Les choses ne se sont pas toutes déroulées comme la Chine. Son dialogue 16 + 1 avec les États d’Europe centrale a donné peu de résultats concrets, en partie parce que Pékin a reculé devant les demandes de ses partenaires pour un accès accru à son marché pour les produits agricoles. Ses tentatives d’acquérir sa place dans des projets d’infrastructure se sont heurtées aux règles de l’UE en matière d’appels d’offres, tandis que son fiasco autoroutier polonais il y a quelques années est une étude de cas d’incompétence maladroite.
Néanmoins, la préférence de la Chine pour traiter avec les membres de l’UE bilatéralement, les opposant souvent les uns aux autres, a clairement diminué l’influence qu’ils pourraient exercer s’ils s’unissaient derrière une position commune. Les seuls domaines dans lesquels ils sont tenus d’agir ensemble sont la politique commerciale et d’investissement. Cependant, les efforts récents de Bruxelles pour utiliser son autorité dans ces domaines pour obtenir un effet de levier sur Pékin – notamment son cas de dumping de panneaux solaires malheureux et son enquête sur les subventions abandonnées auprès des fournisseurs chinois d’équipements de télécommunications – sont tombés à plat.
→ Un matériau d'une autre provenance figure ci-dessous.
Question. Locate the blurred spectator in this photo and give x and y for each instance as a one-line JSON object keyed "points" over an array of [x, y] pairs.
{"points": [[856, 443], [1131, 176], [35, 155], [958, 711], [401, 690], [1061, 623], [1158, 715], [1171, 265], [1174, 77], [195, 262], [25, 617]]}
Certains exhortent maintenant Bruxelles à essayer une approche différente en refusant le statut d’économie de marché que Pékin insiste sur le fait qu’il est obligé par les règles de l’OMC d’accorder à la fin de cette année. Un tel gambit semble cependant très risqué. Sa base juridique semble loin d’être solide et la Chine serait tenue de répondre en intentant une procédure de règlement des différends à l’OMC que l’UE ne pouvait être sûre de gagner. S’il perdait, son autorité aux yeux de Pékin serait durement touchée.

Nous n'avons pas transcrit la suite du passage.